This is exactly why I asked my "Keq>1 exception ratio" question.

So TBR says, in their last chapter of GChem, you increase the voltage by increasing the cathode and decreasing the anode.

A|A+|B+|B
Anode react|Anod prod|Cathode react|Cathode prod
We want to make B+ large as hell and A+ small as hell.

For example their 10.13
ZN|0.10|1.00|Cu
has greater voltage than
ZN|1.0|0.10|CU

tldr: decrease anode prod, increase cathode reactant.

 

[milski]

I sort of suck at electro chem but I think the only way to control it by controlling the load that connects the electrodes. The cell can move a fixed amount electrones before reaching equilibrium and being completely discharged.
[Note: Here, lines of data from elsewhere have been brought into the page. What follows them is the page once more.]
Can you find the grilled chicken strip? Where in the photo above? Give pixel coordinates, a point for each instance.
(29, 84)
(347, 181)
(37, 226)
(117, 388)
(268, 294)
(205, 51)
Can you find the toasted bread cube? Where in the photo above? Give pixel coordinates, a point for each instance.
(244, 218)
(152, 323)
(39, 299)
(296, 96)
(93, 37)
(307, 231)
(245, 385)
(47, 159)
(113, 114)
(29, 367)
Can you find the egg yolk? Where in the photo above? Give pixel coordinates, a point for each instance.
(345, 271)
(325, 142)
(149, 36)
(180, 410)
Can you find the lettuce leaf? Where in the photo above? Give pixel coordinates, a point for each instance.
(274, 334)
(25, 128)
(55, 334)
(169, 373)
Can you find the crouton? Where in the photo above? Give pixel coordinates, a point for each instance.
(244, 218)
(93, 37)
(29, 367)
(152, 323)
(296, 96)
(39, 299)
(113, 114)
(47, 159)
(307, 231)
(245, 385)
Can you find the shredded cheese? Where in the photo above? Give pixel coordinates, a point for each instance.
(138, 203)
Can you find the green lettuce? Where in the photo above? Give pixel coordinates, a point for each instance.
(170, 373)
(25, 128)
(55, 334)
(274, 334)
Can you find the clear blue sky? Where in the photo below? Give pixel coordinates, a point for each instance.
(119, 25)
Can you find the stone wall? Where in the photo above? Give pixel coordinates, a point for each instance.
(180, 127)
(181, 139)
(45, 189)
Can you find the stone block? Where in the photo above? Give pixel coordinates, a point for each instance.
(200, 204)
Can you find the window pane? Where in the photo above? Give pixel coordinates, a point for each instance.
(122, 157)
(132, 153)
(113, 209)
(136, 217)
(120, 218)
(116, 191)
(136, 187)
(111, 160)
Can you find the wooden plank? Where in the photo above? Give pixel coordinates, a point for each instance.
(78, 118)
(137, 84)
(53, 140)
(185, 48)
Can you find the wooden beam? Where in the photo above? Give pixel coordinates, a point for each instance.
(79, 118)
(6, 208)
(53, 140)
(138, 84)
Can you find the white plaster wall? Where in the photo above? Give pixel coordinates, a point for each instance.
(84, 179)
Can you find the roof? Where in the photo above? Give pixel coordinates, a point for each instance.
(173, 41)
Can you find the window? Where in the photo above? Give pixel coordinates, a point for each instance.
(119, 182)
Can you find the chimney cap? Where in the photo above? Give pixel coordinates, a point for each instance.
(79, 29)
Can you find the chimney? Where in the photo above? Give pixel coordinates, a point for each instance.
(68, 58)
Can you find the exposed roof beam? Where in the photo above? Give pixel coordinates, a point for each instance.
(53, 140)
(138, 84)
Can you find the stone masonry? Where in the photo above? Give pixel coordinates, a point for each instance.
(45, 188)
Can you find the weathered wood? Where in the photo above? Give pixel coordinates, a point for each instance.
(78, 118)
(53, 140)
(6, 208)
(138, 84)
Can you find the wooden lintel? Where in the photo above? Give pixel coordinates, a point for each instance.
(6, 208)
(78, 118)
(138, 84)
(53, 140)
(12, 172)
There is probably some sort of maximum rate when the resistance between the electrodes is zero and if I had to guess, I would say that that's controlled by the surface area of the electrodes and maybe the concentration of the electrolytes.

 

[pfaction]

Oh also you can alter the cathodes and anodes themselves, IIRC. But not sure about that. TBR says this is one way to increase the voltage.

There is probably some sort of maximum rate when the resistance between the electrodes is zero and if I had to guess, I would say that that's controlled by the surface area of the electrodes and maybe the concentration of the electrolytes

TBR says at equilibrium, voltage will be 0 so you have to always keep Q<Keq.

 

[milski]

Oh also you can alter the cathodes and anodes themselves, IIRC. But not sure about that. TBR says this is one way to increase the voltage.



TBR says at equilibrium, voltage will be 0 so you have to always keep Q<Keq.

Zero resistance as a load between the electrodes - you need some sort of electrical connection between them on the "dry side" to have the reaction going.

 

[chiddler]

Cathode voltage must increase? Why not the anode?

I mean the way i'm seeing it is the more positive the E value is for a given redox reaction, the more voltage it generates be it at cathode or anode.

I sort of suck at electro chem but I think the only way to control it by controlling the load that connects the electrodes. The cell can move a fixed amount electrones before reaching equilibrium and being completely discharged. There is probably some sort of maximum rate when the resistance between the electrodes is zero and if I had to guess, I would say that that's controlled by the surface area of the electrodes and maybe the concentration of the electrolytes.

I was thinking about changing surface area very much. But more surface area of either node would mean less potential per surface area? Does this logic even apply to electrodes?

 

[chiddler]

Zero resistance as a load between the electrodes - you need some sort of electrical connection between them on the "dry side" to have the reaction going.

what now?

 

[milski]

Cathode voltage must increase? Why not the anode?

I mean the way i'm seeing it is the more positive the E value is for a given redox reaction, the more voltage it generates be it at cathode or anode.



I was thinking about changing surface area very much. But more surface area of either node would mean less potential per surface area? Does this logic even apply to electrodes?

I don't think the potential depends on the area? It's just a difference of concentrations. More area would give you more possibilities for electrons to move and will certainly help you with high currents. I don't know how much of a limiting factor that would be and when it would matter. 😕

 

[milski]

what now?

Just trying to say that shorting the two electrodes will result in a much higher rate than connecting them through a 5 megaohm resistor.

I won't have a writing section on my test and as a result I can let my writing be sloppier than ever. 😛

 

[chiddler]

screw this. i think i'm overthinking a question i answered.

 

[chicagoryan]

Doesn't this involve E = Estd - (0.0592/n)log(Q)? Therefore it depends on Q. Increasing the concentration of the cathode lowers Q and raises E, opposite result for increasing the concentration of the Anode. I may have misinterpreted the question.

 

[pfaction]

Doesn't this involve E = Estd - (0.0592/n)log(Q)? Therefore it depends on Q. Increasing the concentration of the cathode lowers Q and raises E, opposite result for increasing the concentration of the Anode. I may have misinterpreted the question.

Is that what I said roughly? Wanted to make sure.

 

[chiddler]

i don't think more E entails a faster reaction. just a bigger K constant.

deltaG = -nFE = -RTln(Keq)

 

[MedPR]

Pretty sure galvanic depends on the solvent and the half-reaction potentials of the two electrodes. The reaction slows as one electrode degrades and the other plates out, but I don't know how you would go about actively controlling it at various points.

 

[DrRichand1]

doesn't an increase in Temp increase the voltage

 

[rjosh33]

doesn't an increase in Temp increase the voltage

Yes, though to varying degrees depending on the situation.

milski had the right idea (per usual) -- it's easiest (and most reliable) to increase or decrease the current by changing the resistance of the wire that connects the electrodes while holding the voltage constant, in accordance with Ohm's law.

Increasing/decreasing the reactants and/or products may or may not change the current, depending on the reaction involved.